Multiple exploits Remote DOS Brainware 2000.11

[Justin Hull <anon30818 () ZOTLINE COM>]

*** Warning: the following document contains malware. Read with care. ***

Multiple Denial-Of-Service (DOS) attacks are possible against users of Brainware
2000.11.


At Risk:

1. Users of all computing platforms except Linux.

2. People who have never used a computer.

Communication software must be installed and enabled for the attack to succeed.


Example Exploits:


Victim prompt: Paper or Plastic?

DOS response: Any string not beginning with the letter "P" (upper or lower
case).


Victim prompt: You saved 41 cents.

DOS response: Compared to what?




This class of DOS is not limited to shopping cart applications. For example:


Victim prompt: Are you voting Republican or Democrat?

DOS response: Neither.


Victim prompt: What do you think the government should do about health care?

DOS response: I think government should help you fight criminals, not colds.



Other scenarios exist, but they will not be disclosed at this time to give the
luser community a chance to prepare.



Severity: Medium. Workarounds exist. No patch available at this time.
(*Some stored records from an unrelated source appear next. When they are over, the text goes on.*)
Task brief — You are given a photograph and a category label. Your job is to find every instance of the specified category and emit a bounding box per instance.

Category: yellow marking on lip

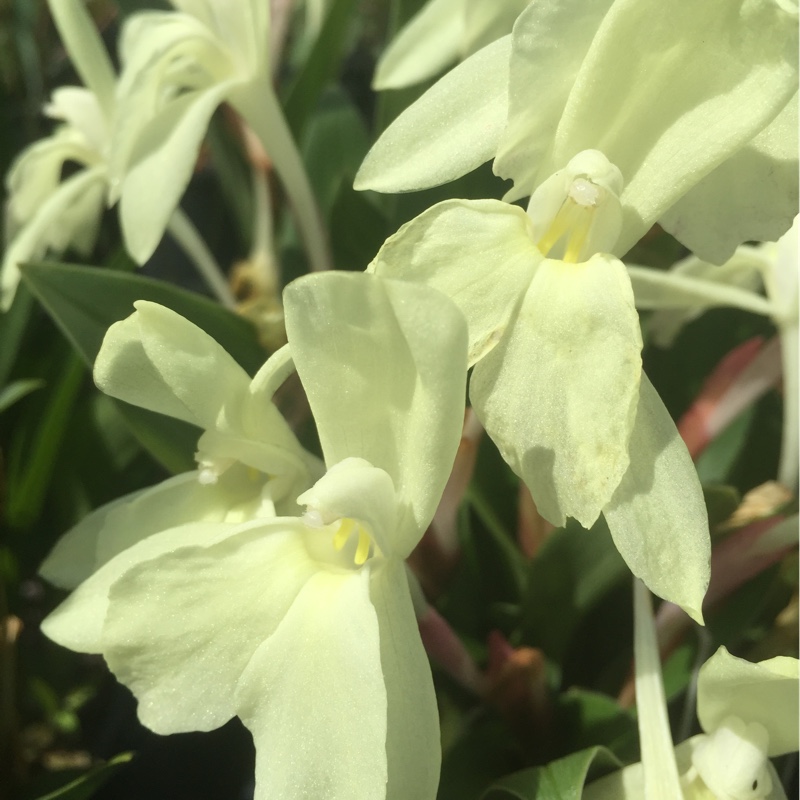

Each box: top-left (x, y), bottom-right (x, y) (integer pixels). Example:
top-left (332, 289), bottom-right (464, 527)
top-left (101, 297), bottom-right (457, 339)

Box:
top-left (333, 518), bottom-right (355, 551)
top-left (354, 530), bottom-right (371, 565)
There are no reports of these attacks causing a fatal or unrecoverable error. In
many cases the victim will simply hang for several seconds and/or self-reboot.
The victim may then repeat the prompt, enabling another DOS. In less common
cases the DOS will simply be ignored. There are some indications that
Brainware's response to the DOS attempt may vary depending on how long ago the
software was first installed.

Some would argue that the DOS cannot really be remotely initiated because it
requires the victim's cooperation to emit the prompt string prior to the attack.
However, various well-known social engineering techniques can usually place the
intended victim into a pre-vulnerability state from which the prompt string
shortly follows.


Patch:

Several patches have been attempted, however, they are usually rejected by
Brainware's built-in defenses.


Workaround:

Potential victims should filter OUTGOING packets containing prompt strings that
signal the victim is in a vulnerable state, and/or avoid the situations that
commonly lead up to the DOS.

Attempting to filter the INBOUND packets containing DOS strings is not
recommended for the following reasons:

* Effective filtering would require a stateful awareness because the content of
the DOS packets may be legitimate under other circumstances.
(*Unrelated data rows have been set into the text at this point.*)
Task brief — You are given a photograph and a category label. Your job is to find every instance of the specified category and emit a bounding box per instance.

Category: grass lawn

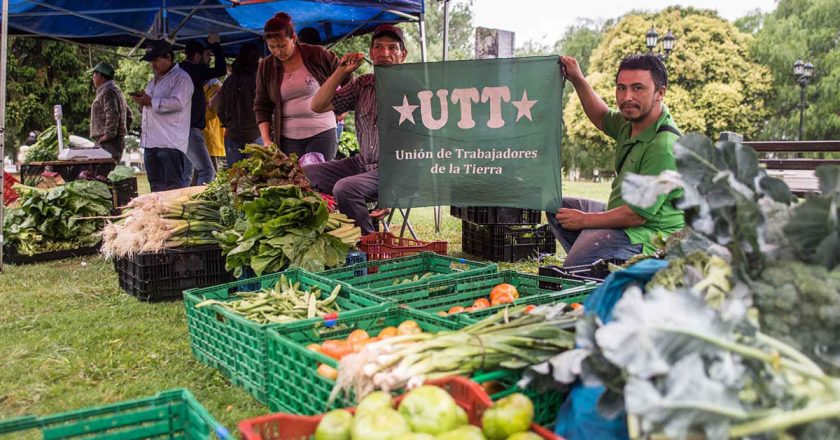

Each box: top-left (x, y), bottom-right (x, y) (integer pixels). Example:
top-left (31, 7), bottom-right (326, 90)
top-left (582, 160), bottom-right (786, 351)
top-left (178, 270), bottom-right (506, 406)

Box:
top-left (0, 176), bottom-right (611, 433)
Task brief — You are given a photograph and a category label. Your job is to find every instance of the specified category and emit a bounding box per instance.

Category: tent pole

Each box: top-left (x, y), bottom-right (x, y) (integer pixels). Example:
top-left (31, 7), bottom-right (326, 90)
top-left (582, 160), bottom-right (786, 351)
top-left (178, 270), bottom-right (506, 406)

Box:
top-left (442, 0), bottom-right (449, 61)
top-left (419, 12), bottom-right (440, 231)
top-left (418, 13), bottom-right (427, 62)
top-left (0, 0), bottom-right (8, 271)
top-left (438, 1), bottom-right (449, 232)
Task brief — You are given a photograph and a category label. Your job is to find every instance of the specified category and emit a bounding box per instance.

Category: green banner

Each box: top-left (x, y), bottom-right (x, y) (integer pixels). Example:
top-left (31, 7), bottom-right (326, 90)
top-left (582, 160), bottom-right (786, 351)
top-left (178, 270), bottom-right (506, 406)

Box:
top-left (376, 56), bottom-right (563, 211)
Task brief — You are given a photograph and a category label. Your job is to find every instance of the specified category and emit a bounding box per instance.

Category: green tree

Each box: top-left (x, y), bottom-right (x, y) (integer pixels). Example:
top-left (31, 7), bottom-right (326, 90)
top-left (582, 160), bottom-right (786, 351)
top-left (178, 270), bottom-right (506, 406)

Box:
top-left (403, 0), bottom-right (474, 62)
top-left (4, 38), bottom-right (114, 160)
top-left (750, 0), bottom-right (840, 140)
top-left (556, 19), bottom-right (609, 178)
top-left (565, 7), bottom-right (774, 152)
* The processing overhead for the filtering and state analysis must be performed
by the potential victim. No known suitable firewalls are presently available on
the market.

* Targeted victims may not have sufficient stateful awareness capacity or
available processor cycles to devote to the required filtering.

* If the finger/ear protocol is implemented by the victim, all communication is
hindered which is in itself another type of DOS.


Vendor notification:

Although Brainware 2000.10 has no obvious copyright message (in fact it copies
itself aggressively, much like a virus) many members of the user community
believe they have identified the vendor. However, multiple prayers emailed to
god () heaven org went unanswered. If the vendor monitors Vuln-Dev, a current email
address would be appreciated, as I'm sure many of us would be happy to work
directly with the vendor on issues like this in the future.


Credits:

I would like to claim credit for being the first to formally report what may
turn out to be a whole new class of security vulnerabilities. However I am sure
others can immediately think of several additional DOS strings. Perhaps we
should collect these in a database somewhere.

I also discovered Cross Site Scripting, brute-force password cracking, and the
Good Times virus, but certain nondisclosure agreements and/or fear of
prosecution prevented me from reporting them.


Disclaimer:

This information is intended to alert the community so users can take
appropriate protective measures. Georgi Guninski is not liable for any abuse of
this information, and for that matter, neither is anyone else.